The only uses we endorse are (1) text-level and aspect-level sentiment analysis experiments aimed at providing scientific insights into NLP modeling techniques, and (2) assessment of causal explanation methods.

Distribution

Will the dataset be distributed to third parties outside of the entity (e.g., company, institution, organization) on behalf of which the dataset was created?

The dataset is distributed publicly.

How will the dataset will be distributed?

The dataset is distributed via the current repository and on the Hugging Face website.

When will the dataset be distributed?

It is presently available.

The dataset is released under a Creative Commons Attribution 4.0 International License.

Have any third parties imposed IP-based or other restrictions on the data associated with the instances?

No, not that we are aware.

Do any export controls or other regulatory restrictions apply to the dataset or to individual instances?

No, not that we are aware.

Maintenance

Who is supporting/hosting/maintaining the dataset?

The dataset creators are supporting and maintaining the dataset.
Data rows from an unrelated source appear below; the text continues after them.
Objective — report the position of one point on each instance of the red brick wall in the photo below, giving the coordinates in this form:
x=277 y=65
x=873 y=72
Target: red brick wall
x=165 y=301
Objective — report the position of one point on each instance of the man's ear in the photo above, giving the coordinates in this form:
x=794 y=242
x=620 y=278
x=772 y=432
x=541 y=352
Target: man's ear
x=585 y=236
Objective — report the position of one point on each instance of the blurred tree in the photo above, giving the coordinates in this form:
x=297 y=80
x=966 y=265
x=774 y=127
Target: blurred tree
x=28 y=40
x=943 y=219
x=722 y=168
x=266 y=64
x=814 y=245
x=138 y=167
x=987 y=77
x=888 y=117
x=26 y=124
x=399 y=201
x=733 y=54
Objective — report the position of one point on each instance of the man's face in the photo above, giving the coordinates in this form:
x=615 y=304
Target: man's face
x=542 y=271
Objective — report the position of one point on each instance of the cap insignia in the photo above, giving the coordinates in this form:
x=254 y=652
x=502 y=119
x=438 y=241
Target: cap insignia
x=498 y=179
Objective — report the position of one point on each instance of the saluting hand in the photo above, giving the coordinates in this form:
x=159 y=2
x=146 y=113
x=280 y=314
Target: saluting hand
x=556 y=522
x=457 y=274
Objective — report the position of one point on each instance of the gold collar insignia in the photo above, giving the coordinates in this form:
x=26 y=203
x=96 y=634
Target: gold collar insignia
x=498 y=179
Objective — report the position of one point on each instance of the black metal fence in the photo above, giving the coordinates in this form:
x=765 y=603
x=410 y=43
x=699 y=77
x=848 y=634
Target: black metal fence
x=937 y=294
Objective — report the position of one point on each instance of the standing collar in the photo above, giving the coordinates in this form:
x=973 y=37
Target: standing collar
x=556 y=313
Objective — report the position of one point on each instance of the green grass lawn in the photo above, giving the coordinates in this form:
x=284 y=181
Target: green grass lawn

It is hosted on Github and at the Hugging Face website.

How can the owner/curator/manager of the dataset be contacted (e.g., email address)?

The dataset owners can be contacted at the email addresses included with the paper, or via the dataset’s Github repository.

Is there an erratum?

Not as of this writing, but we will create one at the dataset’s Github site as necessary.

Will the dataset be updated (e.g., to correct labeling errors, add new instances, delete instances)?

Yes.

If the dataset relates to people, are there applicable limits on the retention of the data associated with the instances (e.g., were individuals in question told that their data would be retained for a fixed period of time and then deleted)?

There are no applicable limits of this kind.

Will older versions of the dataset continue to be supported/hosted/maintained?

Yes, they will be available in the dataset’s Github repository.

If others want to extend/augment/build on/contribute to the dataset, is there a mechanism for them to do so?

Yes, we are open to collaboration of this kind.